Abstract
Energy is a scarce resource in real-time embedded systems due to the fact that most of them run on batteries. Hence, the designers should ensure that the energy constraints are satisfied in addition to the deadline constraints. This necessitates the consideration of the impact of the interference due to shared, low-level hardware resources such as the cache on the worst-case energy consumption of the tasks. Toward this aim, this article proposes a fine-grained approach to analyze the bank-level interference (bank conflict and bus access interference) on real-time multicore systems, which can reasonably estimate runtime interferences in shared cache and yield tighter worst-case energy consumption. In addition, we develop a bank-to-core mapping algorithm for reducing bank-level interference and improving the worst-case energy consumption.

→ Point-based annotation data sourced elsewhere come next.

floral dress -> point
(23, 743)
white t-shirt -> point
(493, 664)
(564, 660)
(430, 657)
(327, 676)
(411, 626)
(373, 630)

The experimental results demonstrate that our approach can improve the tightness of worst-case energy consumption by 14.25% on average compared to upper-bound delay approach. The bank-to-core mapping provides significant benefits in worst-case energy consumption reduction with 7.23%.
Introduction
Real-time embedded systems are becoming widespread, ranging from sensor networks, Internet of Things (IoT) systems,1,2 and surveillance systems to satellite subsystems. For real-time embedded systems, energy consumption are important design issues, since most of them operate on batteries or drain energy from limited sources. Several authors have argued that when energy plays an important role, it should also become a key factor when it comes to making scheduling decisions.3–5 That is, in addition to ensuring the deadline constraints, designers also consider whether or not there is enough energy available in the system for the task to complete execution. As a consequence, besides bounding worst-case execution time (WCET) of a task, designers need to analyze the worst-case energy consumption (WCEC) of the task for avoiding potential system failures due to inadequate energy supply at runtime.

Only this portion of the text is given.